A new technique using tiny diamonds and magnetic resonance imaging (MRI) could ensure that cancer drugs and other pharmaceuticals reach the right parts of the body. That’s the claim of a team of researchers including David Waddington at the University of Sydney in Australia and Matthew Rosen and Ronald Walsworth of Harvard University in the US. The group used the “Overhauser effect” to boost the MRI signal from pieces of diamond just 18 nm in size. This involves firing radio-frequency pulses at nanodiamonds mixed with water. This causes the transfer of electron spin polarization from impurities on the surface of the diamond to the nuclear spins of hydrogen in surrounding water molecules. This greatly enhances the MRI signal from the hydrogen nuclei, which should reveal the location of nanodiamonds as they move through the body. A cancer drug could be tagged with nanodiamonds, for example, and then MRI could be used to confirm that it reaches a tumour. Other applications include studying how drugs are transported across the blood–brain barrier and also detecting cancer by using nanodiamonds to tag a pharmaceutical that tends to accumulate in specific types of tumour. Unlike conventional MRI scans, which require strong magnetic fields created by expensive room-sized superconducting magnets, the new technique employs low magnetic fields. This, says Rosen, “opens up a number of new opportunities” beyond the current nanodiamond imaging application. The research is described in Nature Communications.

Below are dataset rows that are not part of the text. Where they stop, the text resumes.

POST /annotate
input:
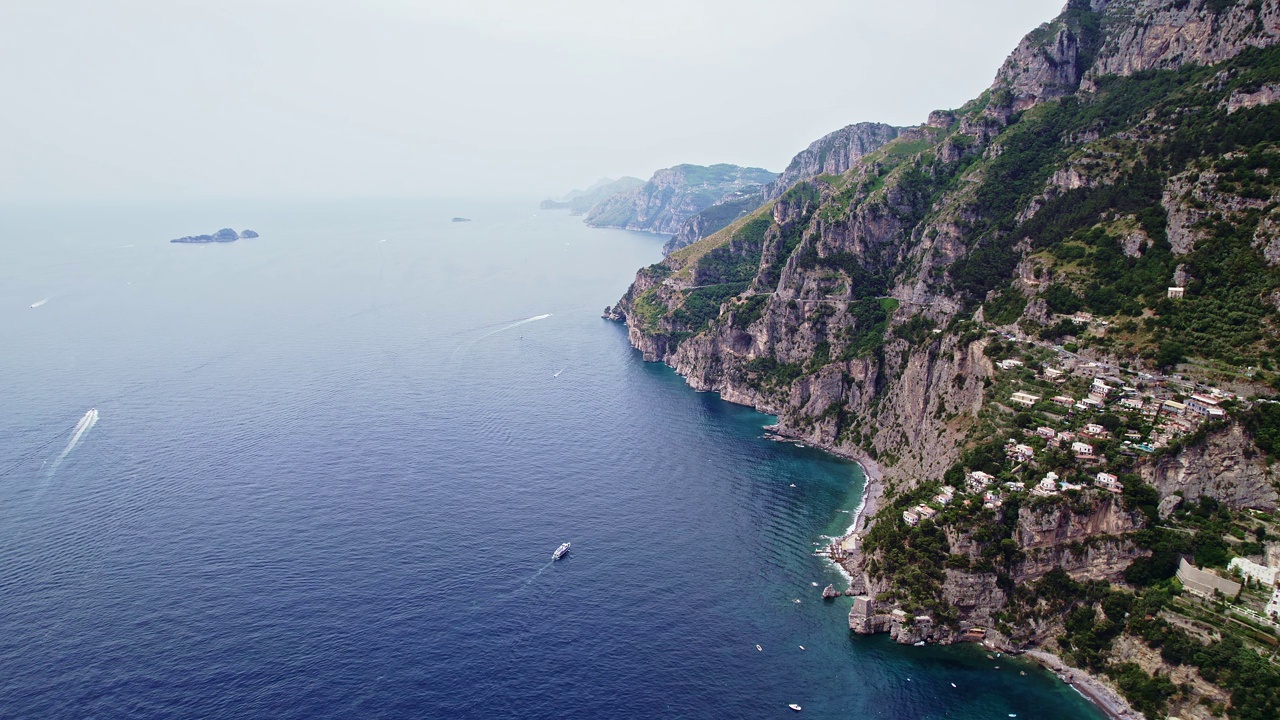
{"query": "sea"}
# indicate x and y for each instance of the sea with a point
(321, 473)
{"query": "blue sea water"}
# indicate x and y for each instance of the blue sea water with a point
(330, 465)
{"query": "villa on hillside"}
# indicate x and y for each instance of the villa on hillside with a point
(1024, 399)
(1205, 584)
(1251, 570)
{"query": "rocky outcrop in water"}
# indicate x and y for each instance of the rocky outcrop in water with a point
(1225, 466)
(580, 201)
(225, 235)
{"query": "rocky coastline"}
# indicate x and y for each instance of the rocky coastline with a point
(845, 555)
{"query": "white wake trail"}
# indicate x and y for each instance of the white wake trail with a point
(82, 427)
(504, 328)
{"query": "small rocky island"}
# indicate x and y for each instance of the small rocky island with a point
(225, 235)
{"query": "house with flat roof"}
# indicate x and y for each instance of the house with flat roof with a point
(1205, 405)
(1205, 584)
(1109, 482)
(1251, 570)
(1024, 399)
(978, 481)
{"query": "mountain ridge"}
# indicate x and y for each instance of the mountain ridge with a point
(920, 309)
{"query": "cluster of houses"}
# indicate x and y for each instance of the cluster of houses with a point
(984, 484)
(1169, 418)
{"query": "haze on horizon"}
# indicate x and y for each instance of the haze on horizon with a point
(179, 99)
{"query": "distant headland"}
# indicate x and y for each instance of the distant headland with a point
(225, 235)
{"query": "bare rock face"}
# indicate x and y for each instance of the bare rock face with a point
(1266, 95)
(1144, 35)
(1226, 466)
(1060, 525)
(1045, 65)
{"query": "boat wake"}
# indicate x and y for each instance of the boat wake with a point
(78, 433)
(502, 329)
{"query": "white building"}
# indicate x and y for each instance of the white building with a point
(1255, 572)
(1109, 482)
(978, 481)
(945, 495)
(1205, 405)
(1024, 399)
(1023, 452)
(1046, 487)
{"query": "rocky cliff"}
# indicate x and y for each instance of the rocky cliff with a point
(1110, 206)
(580, 201)
(1226, 465)
(851, 305)
(673, 195)
(832, 154)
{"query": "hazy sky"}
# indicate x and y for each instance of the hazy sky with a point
(123, 99)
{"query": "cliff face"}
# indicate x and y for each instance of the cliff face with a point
(833, 154)
(714, 218)
(848, 304)
(580, 201)
(673, 195)
(1088, 546)
(1226, 466)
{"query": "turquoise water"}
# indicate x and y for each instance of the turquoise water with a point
(330, 465)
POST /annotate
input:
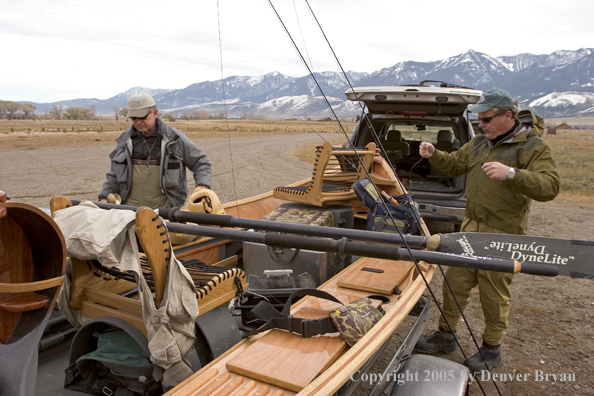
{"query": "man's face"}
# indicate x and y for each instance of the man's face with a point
(495, 124)
(146, 126)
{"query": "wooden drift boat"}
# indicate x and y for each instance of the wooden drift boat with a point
(32, 265)
(278, 362)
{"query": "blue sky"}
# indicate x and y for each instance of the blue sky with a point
(66, 49)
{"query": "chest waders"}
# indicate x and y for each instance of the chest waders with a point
(146, 186)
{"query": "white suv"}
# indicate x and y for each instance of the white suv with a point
(399, 118)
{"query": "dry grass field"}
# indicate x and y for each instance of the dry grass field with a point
(108, 124)
(572, 149)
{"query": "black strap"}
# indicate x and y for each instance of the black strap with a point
(284, 321)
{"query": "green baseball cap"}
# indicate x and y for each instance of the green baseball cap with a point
(493, 98)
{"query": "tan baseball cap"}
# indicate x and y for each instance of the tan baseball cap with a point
(139, 104)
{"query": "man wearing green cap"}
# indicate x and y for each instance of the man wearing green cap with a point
(508, 166)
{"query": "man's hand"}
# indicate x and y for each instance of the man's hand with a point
(426, 150)
(496, 170)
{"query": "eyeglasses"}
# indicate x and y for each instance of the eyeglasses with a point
(141, 118)
(486, 120)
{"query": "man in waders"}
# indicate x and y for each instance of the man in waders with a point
(508, 165)
(148, 166)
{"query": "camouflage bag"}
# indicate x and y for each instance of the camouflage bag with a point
(354, 320)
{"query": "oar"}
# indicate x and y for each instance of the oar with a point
(344, 247)
(413, 241)
(571, 257)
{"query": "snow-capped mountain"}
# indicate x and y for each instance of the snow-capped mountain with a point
(561, 83)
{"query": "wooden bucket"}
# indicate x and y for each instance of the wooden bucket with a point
(32, 265)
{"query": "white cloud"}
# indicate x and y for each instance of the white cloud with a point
(66, 49)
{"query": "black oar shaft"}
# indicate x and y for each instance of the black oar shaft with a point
(412, 241)
(345, 246)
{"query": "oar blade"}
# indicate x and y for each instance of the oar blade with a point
(573, 257)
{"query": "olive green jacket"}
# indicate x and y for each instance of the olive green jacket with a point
(504, 205)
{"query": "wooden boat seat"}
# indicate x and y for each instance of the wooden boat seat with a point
(98, 293)
(335, 171)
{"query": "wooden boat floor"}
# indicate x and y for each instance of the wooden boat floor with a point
(282, 363)
(369, 278)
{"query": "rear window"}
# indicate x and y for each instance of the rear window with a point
(418, 132)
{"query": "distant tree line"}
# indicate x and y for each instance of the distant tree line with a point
(14, 111)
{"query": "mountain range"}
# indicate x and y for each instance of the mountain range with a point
(553, 85)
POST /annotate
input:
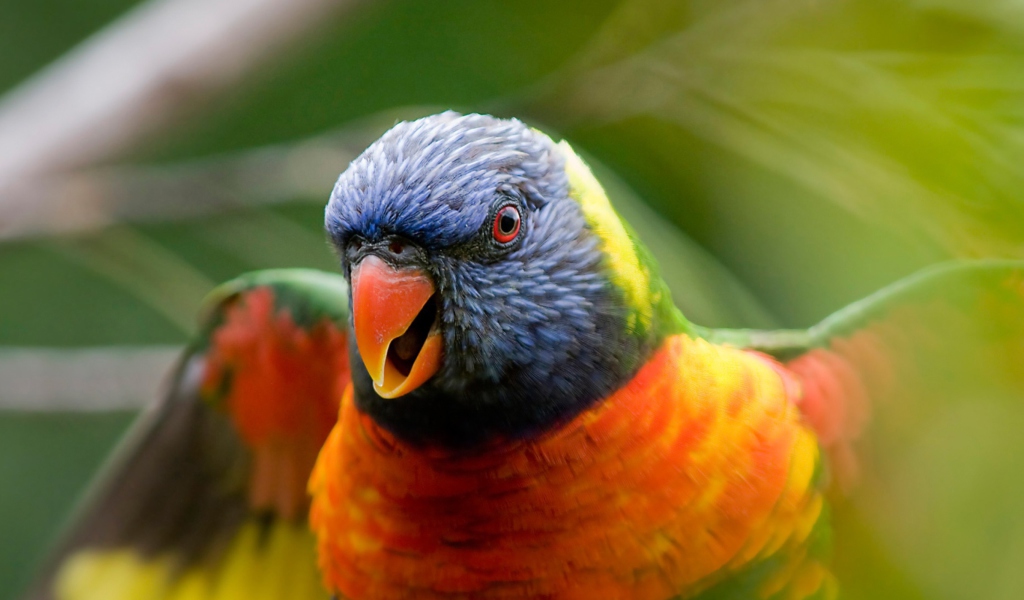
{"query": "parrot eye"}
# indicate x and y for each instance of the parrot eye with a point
(506, 224)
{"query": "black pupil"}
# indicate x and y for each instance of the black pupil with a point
(507, 223)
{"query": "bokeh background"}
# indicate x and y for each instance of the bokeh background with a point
(782, 158)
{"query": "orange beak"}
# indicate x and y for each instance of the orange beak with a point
(393, 317)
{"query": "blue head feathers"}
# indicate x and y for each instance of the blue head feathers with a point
(532, 330)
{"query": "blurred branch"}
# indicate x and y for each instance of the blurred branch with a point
(93, 199)
(136, 77)
(154, 274)
(87, 379)
(830, 120)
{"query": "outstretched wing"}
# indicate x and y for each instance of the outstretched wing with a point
(947, 330)
(916, 394)
(207, 498)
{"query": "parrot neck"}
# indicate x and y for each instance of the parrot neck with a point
(690, 473)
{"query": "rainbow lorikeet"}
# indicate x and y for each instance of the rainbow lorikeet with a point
(513, 408)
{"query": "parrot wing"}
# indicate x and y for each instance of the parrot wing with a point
(207, 497)
(935, 335)
(915, 396)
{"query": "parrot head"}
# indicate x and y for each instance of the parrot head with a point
(494, 290)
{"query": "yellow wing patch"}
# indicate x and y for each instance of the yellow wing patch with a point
(270, 565)
(628, 270)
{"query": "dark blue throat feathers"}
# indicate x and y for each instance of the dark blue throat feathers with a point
(534, 330)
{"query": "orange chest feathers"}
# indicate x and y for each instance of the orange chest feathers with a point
(696, 467)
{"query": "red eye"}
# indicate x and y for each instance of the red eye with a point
(506, 224)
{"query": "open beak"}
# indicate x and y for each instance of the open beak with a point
(394, 316)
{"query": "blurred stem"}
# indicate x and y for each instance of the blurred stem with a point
(144, 269)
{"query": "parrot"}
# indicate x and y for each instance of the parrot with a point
(497, 398)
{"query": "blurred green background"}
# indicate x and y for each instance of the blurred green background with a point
(782, 159)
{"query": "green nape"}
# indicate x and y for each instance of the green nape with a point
(633, 268)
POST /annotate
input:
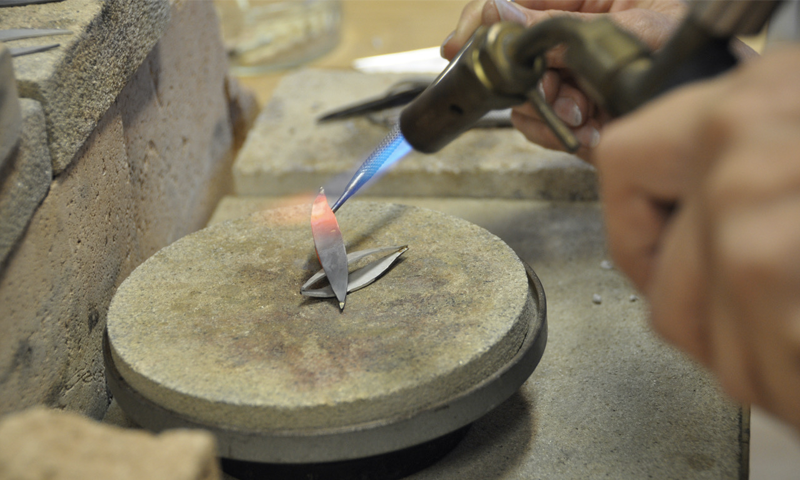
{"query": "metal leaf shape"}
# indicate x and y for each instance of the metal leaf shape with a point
(329, 246)
(359, 278)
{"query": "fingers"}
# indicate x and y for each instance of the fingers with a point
(677, 290)
(570, 105)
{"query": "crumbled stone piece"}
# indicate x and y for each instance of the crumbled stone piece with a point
(41, 444)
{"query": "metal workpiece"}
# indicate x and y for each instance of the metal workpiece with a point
(329, 246)
(229, 344)
(359, 278)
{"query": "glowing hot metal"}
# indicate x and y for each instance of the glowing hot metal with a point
(329, 246)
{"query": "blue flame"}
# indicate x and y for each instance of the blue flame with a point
(393, 148)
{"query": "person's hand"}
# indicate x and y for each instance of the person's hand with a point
(702, 204)
(651, 21)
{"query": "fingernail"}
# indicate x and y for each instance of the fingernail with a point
(509, 12)
(446, 41)
(568, 110)
(540, 87)
(594, 137)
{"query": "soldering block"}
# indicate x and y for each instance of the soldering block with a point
(26, 178)
(77, 81)
(288, 152)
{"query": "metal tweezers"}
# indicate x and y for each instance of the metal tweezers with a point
(22, 33)
(398, 95)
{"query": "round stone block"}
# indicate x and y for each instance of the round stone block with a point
(213, 327)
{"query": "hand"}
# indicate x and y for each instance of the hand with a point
(652, 21)
(702, 206)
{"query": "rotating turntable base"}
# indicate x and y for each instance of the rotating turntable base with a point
(212, 332)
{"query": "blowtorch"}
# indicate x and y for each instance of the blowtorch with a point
(501, 66)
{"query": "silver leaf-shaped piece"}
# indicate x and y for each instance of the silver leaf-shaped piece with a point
(359, 278)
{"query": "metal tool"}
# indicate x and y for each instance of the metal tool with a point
(501, 66)
(23, 33)
(398, 95)
(330, 246)
(359, 278)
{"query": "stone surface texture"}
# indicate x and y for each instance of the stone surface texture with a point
(25, 180)
(608, 399)
(149, 174)
(288, 152)
(10, 115)
(230, 341)
(41, 444)
(78, 81)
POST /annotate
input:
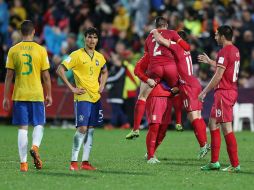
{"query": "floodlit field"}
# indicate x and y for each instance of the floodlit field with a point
(121, 163)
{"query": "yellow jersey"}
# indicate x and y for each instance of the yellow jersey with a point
(86, 71)
(28, 59)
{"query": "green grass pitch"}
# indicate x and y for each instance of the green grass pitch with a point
(121, 163)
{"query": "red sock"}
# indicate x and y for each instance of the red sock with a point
(151, 139)
(138, 113)
(215, 145)
(232, 148)
(199, 132)
(161, 135)
(177, 104)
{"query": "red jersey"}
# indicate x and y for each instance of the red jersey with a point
(184, 65)
(229, 59)
(140, 71)
(159, 54)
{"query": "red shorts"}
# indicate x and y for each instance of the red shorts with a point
(222, 109)
(189, 95)
(158, 110)
(167, 73)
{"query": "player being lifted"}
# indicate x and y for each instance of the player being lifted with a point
(224, 82)
(161, 67)
(90, 75)
(189, 87)
(29, 62)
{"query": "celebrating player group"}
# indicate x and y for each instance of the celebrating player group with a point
(167, 80)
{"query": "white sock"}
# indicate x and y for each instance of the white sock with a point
(77, 142)
(37, 135)
(22, 144)
(88, 145)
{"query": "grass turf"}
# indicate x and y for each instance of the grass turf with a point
(121, 163)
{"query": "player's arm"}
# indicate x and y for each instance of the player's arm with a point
(61, 73)
(103, 78)
(203, 58)
(7, 89)
(47, 86)
(214, 82)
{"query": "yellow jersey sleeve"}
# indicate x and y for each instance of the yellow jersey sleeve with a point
(9, 61)
(70, 61)
(45, 60)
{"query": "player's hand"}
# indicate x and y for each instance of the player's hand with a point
(48, 101)
(78, 91)
(6, 104)
(202, 96)
(203, 58)
(151, 83)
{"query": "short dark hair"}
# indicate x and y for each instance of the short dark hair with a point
(91, 30)
(183, 35)
(160, 22)
(27, 27)
(226, 31)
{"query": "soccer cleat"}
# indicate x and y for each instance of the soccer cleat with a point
(179, 127)
(23, 167)
(34, 151)
(232, 169)
(74, 166)
(211, 166)
(132, 135)
(87, 166)
(153, 160)
(204, 150)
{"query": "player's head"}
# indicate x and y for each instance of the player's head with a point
(161, 22)
(223, 33)
(27, 28)
(91, 36)
(183, 35)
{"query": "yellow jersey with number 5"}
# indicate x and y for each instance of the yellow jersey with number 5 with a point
(86, 72)
(28, 59)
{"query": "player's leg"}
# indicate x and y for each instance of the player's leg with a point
(177, 104)
(215, 144)
(82, 114)
(96, 119)
(139, 109)
(37, 116)
(20, 118)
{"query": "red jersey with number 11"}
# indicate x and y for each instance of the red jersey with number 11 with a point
(229, 59)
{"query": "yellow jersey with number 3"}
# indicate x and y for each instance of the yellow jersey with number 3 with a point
(28, 59)
(86, 72)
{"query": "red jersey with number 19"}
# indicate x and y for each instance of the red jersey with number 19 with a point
(159, 54)
(229, 59)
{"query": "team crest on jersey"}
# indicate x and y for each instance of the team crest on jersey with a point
(81, 118)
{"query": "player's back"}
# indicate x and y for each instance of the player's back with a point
(229, 58)
(184, 65)
(159, 54)
(28, 59)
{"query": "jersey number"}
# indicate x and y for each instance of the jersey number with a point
(155, 50)
(189, 65)
(236, 71)
(28, 64)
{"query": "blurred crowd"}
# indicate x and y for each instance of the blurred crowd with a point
(124, 25)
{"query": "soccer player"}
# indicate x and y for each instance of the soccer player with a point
(90, 75)
(189, 89)
(224, 82)
(162, 67)
(29, 62)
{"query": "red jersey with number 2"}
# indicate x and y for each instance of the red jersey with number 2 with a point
(159, 54)
(229, 59)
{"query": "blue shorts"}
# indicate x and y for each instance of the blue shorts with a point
(88, 114)
(28, 113)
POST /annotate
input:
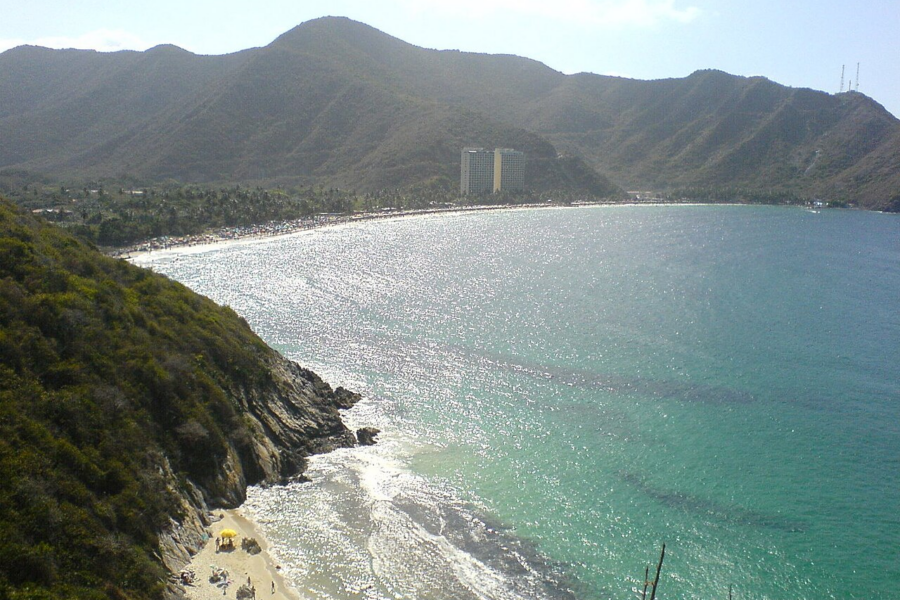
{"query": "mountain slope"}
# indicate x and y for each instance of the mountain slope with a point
(339, 103)
(129, 406)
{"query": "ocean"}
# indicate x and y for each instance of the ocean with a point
(562, 391)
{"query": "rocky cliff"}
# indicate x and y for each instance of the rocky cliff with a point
(129, 407)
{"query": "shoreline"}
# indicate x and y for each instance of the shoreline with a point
(275, 229)
(261, 570)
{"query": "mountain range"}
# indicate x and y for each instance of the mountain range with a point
(337, 103)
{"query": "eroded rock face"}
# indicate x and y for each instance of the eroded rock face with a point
(290, 416)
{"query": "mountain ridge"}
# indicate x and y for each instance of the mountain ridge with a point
(335, 102)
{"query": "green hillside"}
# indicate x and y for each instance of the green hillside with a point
(121, 392)
(336, 103)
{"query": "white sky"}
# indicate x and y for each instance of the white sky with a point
(800, 43)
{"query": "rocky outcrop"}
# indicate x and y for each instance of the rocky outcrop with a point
(292, 415)
(366, 436)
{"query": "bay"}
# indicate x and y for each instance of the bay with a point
(563, 390)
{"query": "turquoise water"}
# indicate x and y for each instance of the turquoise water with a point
(561, 391)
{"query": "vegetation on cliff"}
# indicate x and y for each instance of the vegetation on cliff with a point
(121, 390)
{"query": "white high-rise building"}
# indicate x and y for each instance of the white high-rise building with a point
(482, 171)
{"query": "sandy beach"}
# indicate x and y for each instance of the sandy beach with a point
(261, 570)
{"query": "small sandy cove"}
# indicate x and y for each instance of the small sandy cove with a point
(241, 565)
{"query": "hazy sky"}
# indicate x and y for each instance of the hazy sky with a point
(800, 43)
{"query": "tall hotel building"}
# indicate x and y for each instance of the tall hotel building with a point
(483, 171)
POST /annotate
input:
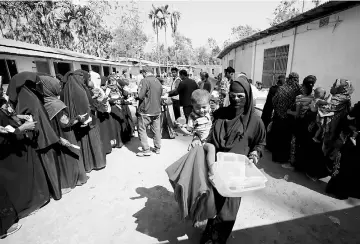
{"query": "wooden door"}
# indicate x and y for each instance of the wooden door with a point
(268, 67)
(275, 64)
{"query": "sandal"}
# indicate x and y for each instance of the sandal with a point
(15, 227)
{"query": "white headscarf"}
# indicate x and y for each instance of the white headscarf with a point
(95, 78)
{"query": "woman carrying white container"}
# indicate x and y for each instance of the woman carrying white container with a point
(236, 129)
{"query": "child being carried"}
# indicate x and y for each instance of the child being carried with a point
(319, 105)
(199, 122)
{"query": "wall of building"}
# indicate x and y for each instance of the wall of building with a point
(208, 68)
(243, 59)
(281, 39)
(330, 53)
(227, 58)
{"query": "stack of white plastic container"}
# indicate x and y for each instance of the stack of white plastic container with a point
(235, 176)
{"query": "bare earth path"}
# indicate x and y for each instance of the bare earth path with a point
(131, 201)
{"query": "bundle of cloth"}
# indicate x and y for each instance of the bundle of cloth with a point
(193, 191)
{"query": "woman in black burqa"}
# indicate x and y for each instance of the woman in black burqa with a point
(236, 129)
(71, 166)
(26, 94)
(77, 97)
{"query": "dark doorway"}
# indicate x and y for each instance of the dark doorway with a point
(85, 67)
(7, 70)
(95, 68)
(275, 64)
(106, 70)
(42, 67)
(61, 68)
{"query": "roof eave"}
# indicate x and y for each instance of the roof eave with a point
(325, 9)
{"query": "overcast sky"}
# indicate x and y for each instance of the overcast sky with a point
(203, 19)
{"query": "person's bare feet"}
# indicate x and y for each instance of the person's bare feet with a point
(15, 227)
(200, 224)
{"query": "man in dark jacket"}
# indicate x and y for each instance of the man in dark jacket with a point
(268, 107)
(149, 110)
(184, 90)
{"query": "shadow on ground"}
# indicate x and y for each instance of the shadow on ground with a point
(160, 218)
(276, 171)
(315, 229)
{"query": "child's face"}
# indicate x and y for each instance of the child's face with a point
(319, 94)
(201, 108)
(213, 104)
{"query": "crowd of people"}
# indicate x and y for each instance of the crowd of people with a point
(315, 131)
(62, 128)
(52, 132)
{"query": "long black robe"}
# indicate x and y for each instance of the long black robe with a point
(105, 131)
(77, 98)
(25, 90)
(21, 170)
(71, 165)
(8, 214)
(240, 133)
(344, 182)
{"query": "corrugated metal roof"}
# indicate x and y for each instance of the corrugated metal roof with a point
(323, 10)
(22, 48)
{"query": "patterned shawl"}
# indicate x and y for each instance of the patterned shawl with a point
(285, 97)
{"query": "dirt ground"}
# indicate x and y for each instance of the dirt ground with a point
(131, 201)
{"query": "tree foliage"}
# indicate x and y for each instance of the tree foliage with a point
(129, 37)
(81, 28)
(183, 52)
(240, 32)
(285, 11)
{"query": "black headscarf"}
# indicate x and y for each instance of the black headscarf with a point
(75, 92)
(230, 125)
(51, 88)
(24, 91)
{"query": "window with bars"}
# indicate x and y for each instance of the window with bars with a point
(95, 68)
(106, 70)
(85, 67)
(7, 70)
(231, 63)
(324, 22)
(61, 68)
(275, 64)
(42, 67)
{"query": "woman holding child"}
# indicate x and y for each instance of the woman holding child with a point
(236, 129)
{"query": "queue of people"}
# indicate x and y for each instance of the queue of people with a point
(216, 127)
(52, 133)
(315, 131)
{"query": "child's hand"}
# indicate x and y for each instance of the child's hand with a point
(195, 143)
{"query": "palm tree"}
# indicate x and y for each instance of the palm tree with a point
(167, 16)
(157, 19)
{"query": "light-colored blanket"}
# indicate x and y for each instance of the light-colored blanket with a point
(192, 189)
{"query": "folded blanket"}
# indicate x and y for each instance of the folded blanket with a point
(192, 189)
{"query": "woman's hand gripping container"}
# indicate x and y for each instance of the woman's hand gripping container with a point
(235, 176)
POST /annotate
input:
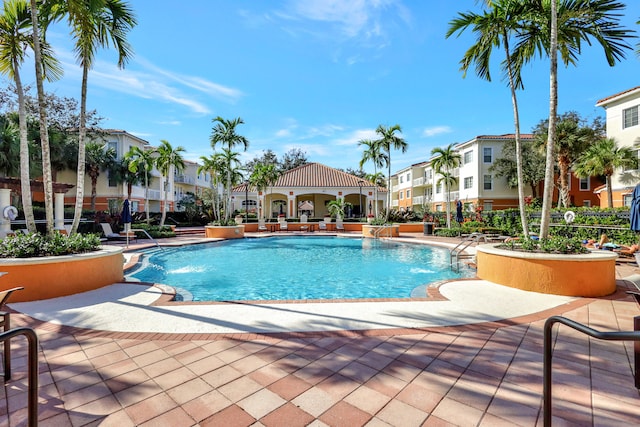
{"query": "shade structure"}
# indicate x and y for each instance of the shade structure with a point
(125, 218)
(634, 213)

Quantum-computing pioneer bags mathematical-physics prize

 

Raymond Laflamme has won the 2017 CAP-CRM Prize for Theoretical and Mathematical Physics, “for his groundbreaking contributions on quantum information”. Awarded jointly by the Canadian Association of Physicists (CAP) and Canada’s Centre de Recherches Mathématiques, the prize will be presented on 1 June at a ceremony at CAP’s annual congress in Kingston, Ontario. Laflamme began his career in cosmology, completing a PhD in 1988 with Stephen Hawking at the University of Cambridge. In the mid-1990s he shifted his attention to quantum information and helped develop linear optical quantum computing and other important concepts of quantum-information processing. In 2001 Laflamme joined the University of Waterloo as the founding director of the Institute for Quantum Computing (IQC). He is also a founding member of the Perimeter Institute for Theoretical Physics in Waterloo, Ontario, where Laflamme co-founded the quantum-technology company Universal Quantum Devices in 2011.